ChepChep sent me some 16 color IMYs , so I've got the IMY decoding totally sorted now. Just need to take care of the re-encoding.
I'll make the code for IMY -> PNG -> IMY available once I get the FakeCompression and reencoding sorted.
For those interested 0x00 - 0x1F is Header.
0x00 - 0x02 is file type signature: IMY in ASCII
0x04 - 0x06 is unknown data that seems to be related to the content (0x03 and 0x07 may be included in this but I haven't seen any files where they are non-00 yet)
0x08 - 0x09 is Width stored little Endian (for a 16 color image the final width is twice this value but that's done after pixel deinterlacing)
0x0A - 0x0B is unknown data (A4 04 appears to indicate that an IMY has multiple sections contained in it e.g icons, fonts ,etc) A4 08 seems to indicate an IMY is a single image)
0x0C - 0x0D is Height stored little Endian
0x0E - 0x0F is number of Palette colors stored Little Endian (16 or 256)
0x10 - 0x1F appeas to be all 00s
For 16 color palette
0x20 - 0x5F is Palette
For 256 color palette
0x20 - 0x0419 is Palette
In either case these are RGBA8888 colors, stored Big Endian
After the palette the next 2 bytes are either the jump offset from the end of those bytes to the start of the compressed data or 00 indicating that the following 4 bytes contain the jump offset from the end of those 4 bytes (stored Little Endian in either case, I may be wrong on the second part, since the assembly code there seems to be a very complicated way of doing that, so my byte ordering may be a little out)
After that is a sequence of 1 byte command blocks (use 1-16 half words of uncompressed data, a reference to an already decoded half word neighbor on the previous row or to the left (since the other neighbors aren't known), or a reference to 1-16 key blocks (either stored after the instructions and before the uncompressed data or referring to previous nearby uncompressed data, there's a limit on how far back you can go since the command block also sets the negative offset).
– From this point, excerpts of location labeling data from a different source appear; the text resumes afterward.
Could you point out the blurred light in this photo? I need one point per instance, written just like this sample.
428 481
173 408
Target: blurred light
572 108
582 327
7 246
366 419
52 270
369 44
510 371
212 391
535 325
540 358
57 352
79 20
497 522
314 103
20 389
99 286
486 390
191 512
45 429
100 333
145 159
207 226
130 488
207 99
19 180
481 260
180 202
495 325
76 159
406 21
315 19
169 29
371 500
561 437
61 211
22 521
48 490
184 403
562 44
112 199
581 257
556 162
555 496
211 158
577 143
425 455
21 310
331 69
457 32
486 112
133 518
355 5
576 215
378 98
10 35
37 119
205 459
Commands are processed until the output is equal to height x width (so there's no need for a terminating command).
After that is the key blocks (optionally)* , followed by uncompressed data.
*I'm not sure if key blocks are ever actually used or if that command only ever refers to nearby uncompressed data but it's theoretically possible (my gut feeling is that its probably not used, since storing the first instance as uncompressed data and then referencing that seems to always be at least as efficient).
After the data is decompressed , pixels have to be deinterlaced (Skyblade describes this on page 5 and his code is exactly correct). The color palette doesn't seem to be interlaced though , it seems to be stored in standard PNG palette format, so I think he made a mistake somewhere on that one.
In the case of 16 color / 4 bitDepth images , there's one more step: Each "byte" is actually 2 pixels consisting of 4 bits each, stored "Little Endian" , and the width is double that given in the header , so the width needs to be double and each byte translated into 2 bytes each containing the equivalent of a 4-bit value (since palette indexes in a PNG are always 8 bits even if the palette is only 16 colors).